TÜRK toplumu terörün "intihar yoluyla toplu imha" çeşidine alışık değil.
Temenni edelim, alışacak kadar teşebbüsle karşılaşılmasın.
Ama şu da bilinmeli, vatandaşlar olarak biz terör karşısında yekvücut olursak sonuçta terörün kazanması imkansız olacaktır.
Eğer, terörün amacı, şiddet yoluyla korku salmak, bu yolla toplumu baskı altına almak, yönetimlerin siyasi kararlarını etkilemekse, Türk halkı buna geçit vermeyecektir.
Faaliyetlerinin propagandasını yapmak, başarı saydığı cinayetlerini geniş kitlelere duyurmak terör örgütü için çok önemli olabilir. Bunun için bildiriler yayımlayıp bunların duyurulmasını da arzulayabilir. Ama terör Türkiye'de bu ortamı da bulamayacaktır.

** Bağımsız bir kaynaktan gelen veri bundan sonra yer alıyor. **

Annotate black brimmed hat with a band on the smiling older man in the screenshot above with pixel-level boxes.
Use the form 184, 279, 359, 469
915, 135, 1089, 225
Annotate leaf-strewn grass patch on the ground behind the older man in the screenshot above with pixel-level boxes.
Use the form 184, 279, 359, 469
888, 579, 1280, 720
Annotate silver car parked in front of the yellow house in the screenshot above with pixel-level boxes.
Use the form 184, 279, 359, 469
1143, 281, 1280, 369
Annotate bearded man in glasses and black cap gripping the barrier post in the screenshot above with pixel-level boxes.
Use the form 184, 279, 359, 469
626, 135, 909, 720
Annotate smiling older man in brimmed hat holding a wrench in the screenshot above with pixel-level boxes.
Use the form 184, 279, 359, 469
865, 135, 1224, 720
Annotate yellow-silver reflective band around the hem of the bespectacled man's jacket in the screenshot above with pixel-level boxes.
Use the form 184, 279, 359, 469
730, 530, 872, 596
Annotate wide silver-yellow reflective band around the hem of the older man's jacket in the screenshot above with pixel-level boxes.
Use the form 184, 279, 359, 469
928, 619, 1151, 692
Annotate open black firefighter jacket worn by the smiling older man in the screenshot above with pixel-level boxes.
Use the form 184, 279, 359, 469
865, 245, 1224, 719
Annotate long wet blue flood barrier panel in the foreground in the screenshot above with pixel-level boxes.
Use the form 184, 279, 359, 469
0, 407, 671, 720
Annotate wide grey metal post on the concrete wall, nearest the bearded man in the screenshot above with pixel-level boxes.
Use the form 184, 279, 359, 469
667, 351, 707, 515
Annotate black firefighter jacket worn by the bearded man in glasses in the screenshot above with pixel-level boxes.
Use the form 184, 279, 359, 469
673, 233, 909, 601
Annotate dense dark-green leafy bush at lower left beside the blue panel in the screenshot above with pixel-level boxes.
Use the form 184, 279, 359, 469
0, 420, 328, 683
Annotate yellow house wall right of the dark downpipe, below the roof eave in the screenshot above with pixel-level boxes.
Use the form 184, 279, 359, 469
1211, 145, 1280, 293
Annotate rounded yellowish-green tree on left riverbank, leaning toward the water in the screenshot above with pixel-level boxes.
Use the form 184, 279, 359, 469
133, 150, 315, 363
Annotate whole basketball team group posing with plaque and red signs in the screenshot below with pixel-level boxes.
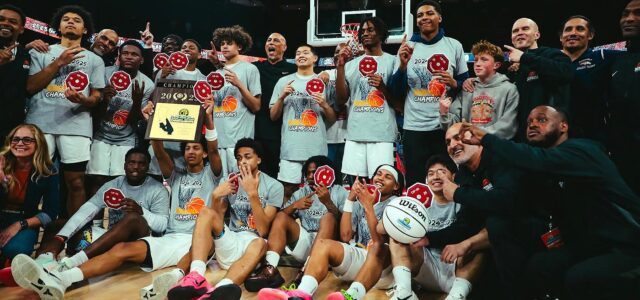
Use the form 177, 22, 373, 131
0, 0, 640, 300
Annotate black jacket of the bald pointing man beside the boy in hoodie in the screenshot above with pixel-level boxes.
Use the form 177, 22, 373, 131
509, 47, 573, 140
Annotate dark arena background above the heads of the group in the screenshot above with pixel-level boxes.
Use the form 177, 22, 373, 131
3, 0, 628, 58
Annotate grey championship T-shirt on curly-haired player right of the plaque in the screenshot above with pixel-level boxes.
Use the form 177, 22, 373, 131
213, 61, 260, 148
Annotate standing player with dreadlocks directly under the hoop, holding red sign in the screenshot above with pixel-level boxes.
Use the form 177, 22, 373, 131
336, 17, 398, 183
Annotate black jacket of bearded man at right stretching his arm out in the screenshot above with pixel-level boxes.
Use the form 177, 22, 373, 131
482, 134, 640, 252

Terörle mücadelenin demokratik alanda daraltma gerektireceğini sananlarsa yanılıyorlar.
Bu, zaten demokrasiden vazgeçilmesini hedefleyen teröre hizmet anlamına geleceği için yanlış olacaktır.
***
BU arada medyaya da önemli görevler düşüyor. Toplumda ortak duyarlılığı harekete geçirmek herkesten, her kurumdan önce medyanın başarabileceği bir faaliyet olarak görünüyor.

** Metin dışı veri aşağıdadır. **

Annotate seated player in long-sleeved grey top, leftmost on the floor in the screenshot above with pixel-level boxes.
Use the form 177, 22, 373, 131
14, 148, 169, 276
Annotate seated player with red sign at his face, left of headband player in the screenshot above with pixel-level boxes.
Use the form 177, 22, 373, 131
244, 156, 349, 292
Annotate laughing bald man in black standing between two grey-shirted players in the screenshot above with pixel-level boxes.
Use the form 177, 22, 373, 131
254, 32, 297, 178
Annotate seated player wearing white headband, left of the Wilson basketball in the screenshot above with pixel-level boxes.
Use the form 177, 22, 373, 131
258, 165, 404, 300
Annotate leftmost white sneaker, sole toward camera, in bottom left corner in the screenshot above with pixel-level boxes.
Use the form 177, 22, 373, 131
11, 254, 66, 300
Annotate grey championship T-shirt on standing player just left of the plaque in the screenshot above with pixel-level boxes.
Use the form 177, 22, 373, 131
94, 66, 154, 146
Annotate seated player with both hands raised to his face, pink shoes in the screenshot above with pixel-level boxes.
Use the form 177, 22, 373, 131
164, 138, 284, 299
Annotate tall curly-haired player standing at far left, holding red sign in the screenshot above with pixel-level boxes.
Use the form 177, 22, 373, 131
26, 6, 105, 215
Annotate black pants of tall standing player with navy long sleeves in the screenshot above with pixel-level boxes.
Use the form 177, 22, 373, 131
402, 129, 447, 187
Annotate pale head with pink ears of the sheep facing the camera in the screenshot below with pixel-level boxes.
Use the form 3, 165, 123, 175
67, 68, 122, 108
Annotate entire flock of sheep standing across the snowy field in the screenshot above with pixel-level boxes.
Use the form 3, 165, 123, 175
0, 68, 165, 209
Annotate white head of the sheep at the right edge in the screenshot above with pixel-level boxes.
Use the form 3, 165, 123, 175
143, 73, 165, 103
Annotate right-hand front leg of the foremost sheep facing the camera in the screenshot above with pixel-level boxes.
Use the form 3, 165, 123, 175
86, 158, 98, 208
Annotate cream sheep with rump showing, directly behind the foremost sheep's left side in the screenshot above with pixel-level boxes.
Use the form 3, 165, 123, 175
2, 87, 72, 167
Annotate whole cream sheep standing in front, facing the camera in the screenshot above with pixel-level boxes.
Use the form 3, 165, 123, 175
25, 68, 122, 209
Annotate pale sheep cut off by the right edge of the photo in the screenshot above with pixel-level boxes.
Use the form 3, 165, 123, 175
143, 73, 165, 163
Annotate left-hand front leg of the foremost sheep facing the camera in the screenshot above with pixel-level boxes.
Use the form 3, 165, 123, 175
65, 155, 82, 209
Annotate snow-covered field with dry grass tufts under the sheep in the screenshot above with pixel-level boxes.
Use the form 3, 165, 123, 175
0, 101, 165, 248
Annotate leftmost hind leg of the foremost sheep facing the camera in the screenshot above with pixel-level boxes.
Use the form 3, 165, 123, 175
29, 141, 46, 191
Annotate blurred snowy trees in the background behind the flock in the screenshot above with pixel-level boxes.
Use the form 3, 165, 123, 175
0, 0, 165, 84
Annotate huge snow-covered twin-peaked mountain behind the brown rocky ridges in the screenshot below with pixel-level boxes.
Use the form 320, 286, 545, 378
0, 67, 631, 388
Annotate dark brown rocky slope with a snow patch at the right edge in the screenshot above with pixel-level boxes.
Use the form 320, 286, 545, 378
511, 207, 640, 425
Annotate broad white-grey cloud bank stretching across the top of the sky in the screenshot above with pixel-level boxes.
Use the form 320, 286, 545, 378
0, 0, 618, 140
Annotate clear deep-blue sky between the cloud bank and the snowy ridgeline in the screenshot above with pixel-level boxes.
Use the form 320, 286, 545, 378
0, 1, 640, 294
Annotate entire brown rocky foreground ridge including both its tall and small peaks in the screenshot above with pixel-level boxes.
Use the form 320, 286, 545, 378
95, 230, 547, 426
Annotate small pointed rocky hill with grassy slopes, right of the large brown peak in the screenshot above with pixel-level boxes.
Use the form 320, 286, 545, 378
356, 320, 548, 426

Terörden etkilenme ve güvenlik psikolojik bir durumdur. Bu psikolojinin bozulmasına engel olmak da gerekiyor.
***
MEDYADAN otokontrolün ötesini beklemek "fısıltı gazetesi"nin tirajının artması demektir. Bu durumda halkın gerçekleri öğrenme hakkı da yara alacaktır. Bu, teröre karşı bilinçlenmeyi ve halkın kenetlenmesini de zaafiyete uğratacaktır.
***
TERÖR sınırları aşıyor. Tüm insanlığı tehdit ediyor. Özellikle "Batı bunu görüp Türkiye'ye yardımcı olmalı" derken bir de bakıyorsunuz İngiltere şoke ediyor. Londra, "Türkiye'de yeni terör saldırıları olacağını" dünyaya duyuruyor. ABD, "Türkiye'ye gitmeyin" diyor. UEFA, Türkiye'yi tehlikeli bölge ilan ediyor.

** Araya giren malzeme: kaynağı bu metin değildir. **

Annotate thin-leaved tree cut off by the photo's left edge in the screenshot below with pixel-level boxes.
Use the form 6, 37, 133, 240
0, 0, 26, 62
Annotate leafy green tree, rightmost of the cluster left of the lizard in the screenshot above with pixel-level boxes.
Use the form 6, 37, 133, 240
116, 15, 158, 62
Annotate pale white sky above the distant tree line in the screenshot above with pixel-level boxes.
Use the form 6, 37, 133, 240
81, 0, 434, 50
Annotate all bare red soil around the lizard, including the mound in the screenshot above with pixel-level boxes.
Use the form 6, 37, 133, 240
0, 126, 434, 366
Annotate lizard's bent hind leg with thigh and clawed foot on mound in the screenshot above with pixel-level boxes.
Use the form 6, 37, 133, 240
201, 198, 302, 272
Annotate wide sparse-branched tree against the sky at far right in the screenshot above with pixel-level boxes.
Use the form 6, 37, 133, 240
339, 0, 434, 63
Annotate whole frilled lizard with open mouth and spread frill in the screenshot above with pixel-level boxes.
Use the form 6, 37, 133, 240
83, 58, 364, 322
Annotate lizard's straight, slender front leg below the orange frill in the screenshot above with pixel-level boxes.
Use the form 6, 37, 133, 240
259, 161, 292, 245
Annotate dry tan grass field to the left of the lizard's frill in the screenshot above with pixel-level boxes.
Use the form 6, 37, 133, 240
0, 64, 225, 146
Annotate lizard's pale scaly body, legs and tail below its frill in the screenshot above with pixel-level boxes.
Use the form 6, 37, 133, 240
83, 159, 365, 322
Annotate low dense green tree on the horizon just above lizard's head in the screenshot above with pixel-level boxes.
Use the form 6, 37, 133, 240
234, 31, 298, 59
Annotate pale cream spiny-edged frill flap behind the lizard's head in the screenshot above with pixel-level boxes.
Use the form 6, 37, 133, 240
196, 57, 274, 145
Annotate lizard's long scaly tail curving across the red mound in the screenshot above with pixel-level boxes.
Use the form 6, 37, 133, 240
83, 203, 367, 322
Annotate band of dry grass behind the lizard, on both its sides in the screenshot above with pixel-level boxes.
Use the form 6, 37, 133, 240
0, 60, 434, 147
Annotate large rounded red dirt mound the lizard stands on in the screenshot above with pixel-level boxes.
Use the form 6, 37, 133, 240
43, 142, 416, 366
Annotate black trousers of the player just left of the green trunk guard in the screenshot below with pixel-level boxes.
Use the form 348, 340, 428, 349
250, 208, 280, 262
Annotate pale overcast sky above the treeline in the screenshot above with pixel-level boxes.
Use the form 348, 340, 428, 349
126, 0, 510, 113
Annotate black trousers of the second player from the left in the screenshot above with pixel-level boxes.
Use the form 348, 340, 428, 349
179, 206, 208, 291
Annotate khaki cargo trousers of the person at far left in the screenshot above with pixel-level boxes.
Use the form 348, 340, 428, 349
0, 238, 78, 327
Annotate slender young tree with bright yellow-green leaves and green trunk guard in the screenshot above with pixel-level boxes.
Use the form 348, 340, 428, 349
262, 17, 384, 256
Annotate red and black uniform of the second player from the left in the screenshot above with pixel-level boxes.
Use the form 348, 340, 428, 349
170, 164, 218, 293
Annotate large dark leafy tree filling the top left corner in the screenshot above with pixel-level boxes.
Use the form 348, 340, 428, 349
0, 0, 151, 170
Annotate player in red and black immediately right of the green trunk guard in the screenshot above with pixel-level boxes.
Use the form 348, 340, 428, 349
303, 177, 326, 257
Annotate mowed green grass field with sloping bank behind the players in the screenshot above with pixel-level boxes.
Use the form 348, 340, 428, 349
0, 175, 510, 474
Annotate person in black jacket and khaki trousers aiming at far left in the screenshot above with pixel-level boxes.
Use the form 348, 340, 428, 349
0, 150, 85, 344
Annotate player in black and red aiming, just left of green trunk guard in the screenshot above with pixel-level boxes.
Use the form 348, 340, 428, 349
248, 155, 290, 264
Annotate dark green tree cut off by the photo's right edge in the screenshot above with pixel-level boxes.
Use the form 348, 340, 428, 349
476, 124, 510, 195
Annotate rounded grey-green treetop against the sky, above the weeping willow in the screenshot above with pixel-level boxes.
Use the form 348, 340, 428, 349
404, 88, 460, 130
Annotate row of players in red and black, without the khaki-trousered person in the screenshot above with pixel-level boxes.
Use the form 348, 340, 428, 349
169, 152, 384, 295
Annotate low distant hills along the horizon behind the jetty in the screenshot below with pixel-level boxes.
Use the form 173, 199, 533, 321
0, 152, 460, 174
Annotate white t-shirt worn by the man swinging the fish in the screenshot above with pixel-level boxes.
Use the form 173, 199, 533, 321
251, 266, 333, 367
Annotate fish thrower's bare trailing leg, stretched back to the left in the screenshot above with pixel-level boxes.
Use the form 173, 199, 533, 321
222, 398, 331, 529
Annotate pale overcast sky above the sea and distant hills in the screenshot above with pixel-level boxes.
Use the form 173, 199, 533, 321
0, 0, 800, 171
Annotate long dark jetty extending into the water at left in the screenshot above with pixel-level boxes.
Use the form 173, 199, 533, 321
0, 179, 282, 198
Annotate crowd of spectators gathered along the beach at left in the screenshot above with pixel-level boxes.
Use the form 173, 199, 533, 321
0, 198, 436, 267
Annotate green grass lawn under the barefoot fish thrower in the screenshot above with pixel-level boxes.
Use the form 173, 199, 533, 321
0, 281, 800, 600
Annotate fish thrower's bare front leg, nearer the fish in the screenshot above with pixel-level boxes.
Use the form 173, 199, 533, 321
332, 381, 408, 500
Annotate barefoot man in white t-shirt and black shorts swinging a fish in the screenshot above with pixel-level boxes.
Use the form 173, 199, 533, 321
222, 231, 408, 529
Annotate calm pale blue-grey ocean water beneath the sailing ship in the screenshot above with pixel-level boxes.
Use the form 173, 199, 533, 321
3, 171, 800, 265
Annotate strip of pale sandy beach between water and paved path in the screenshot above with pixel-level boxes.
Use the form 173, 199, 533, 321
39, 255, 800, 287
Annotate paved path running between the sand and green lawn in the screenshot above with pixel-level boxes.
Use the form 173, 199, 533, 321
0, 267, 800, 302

Bunlar Türkiye'ye yardım değil, Türkiye'ye Batı kaynaklı sabotajdır. Terörün amacına hizmettir. Teröre dolaylı destektir.
Hipnoz uzmanı Psikiyatrist
Dr. Tahir Özakkaş, "Son terör dehşetiyle ilgili faillerin ve olayla ilgili detayların hipnoz yolu ile öğrenilebileceğini" söylüyor.
Desenize bir süre sonra dünyada ne polis, ne savcı,
ne de istihbarat örgütü kalacak!..
Gürcistan'da muhalifler önce sokağa, sonra iktidara hakim olurken Şevardnadze yandaşları susup oturmayı tercih etti. Yani sessiz çoğunluk sesli azınlığa boyun eğdi.
Türkiye de benzer bir durum yaşamıştı. DP lideri Adnan Menderes'e Londra uçak kazasından sonra yurda dönüşünde yapılan sevgi gösterilerini gözünüzde canlandırın. DP'nin devamı partinin 27 Mayıs'tan sonra aldığı yüksek oyu da anımsayın. Sonra da Menderes'in idamı sırasında o sessiz çoğunluğun nasıl ortada görünmediğini hatırlayın.
Sessiz çoğunluğa güvenen siyasiler, kritik bir anda sesli azınlığa mağlup oluyorlar.
Türkiye'ye Irak yasaklandı. Ankara'nın kırmızı çizgileri silindi, Barzani ile Talabani'ninkiler çizildi.
ABD Dışişleri eski Bakan Yardımcısı Holbrooke geçenlerde, "Ankara Irak'a asker yollamak istiyorsa, onu unutsun, askerini Afganistan'a yollasın" diyordu.
Münasebetsiz gibi görülen bu sözden çok kısa bir süre sonra, Hikmet Çetin'in, "NATO'nun Afganistan temsilciliği"ne atanması sürprizi ile karşılaşıldı.
Hikmet Çetin de önceki gün "zannediyorum Afganistan'daki Türk askeri sayısı artırılacak" açıklamasında bulundu.
Ankara, en yaşamsal konularda bile emrivakilerle karşı karşıya bırakılıyor. Oysa Türkiye'nin çıkarı Afganistan'da değil Irak'ta. Hükümet bu bilinçle hareket etmeli.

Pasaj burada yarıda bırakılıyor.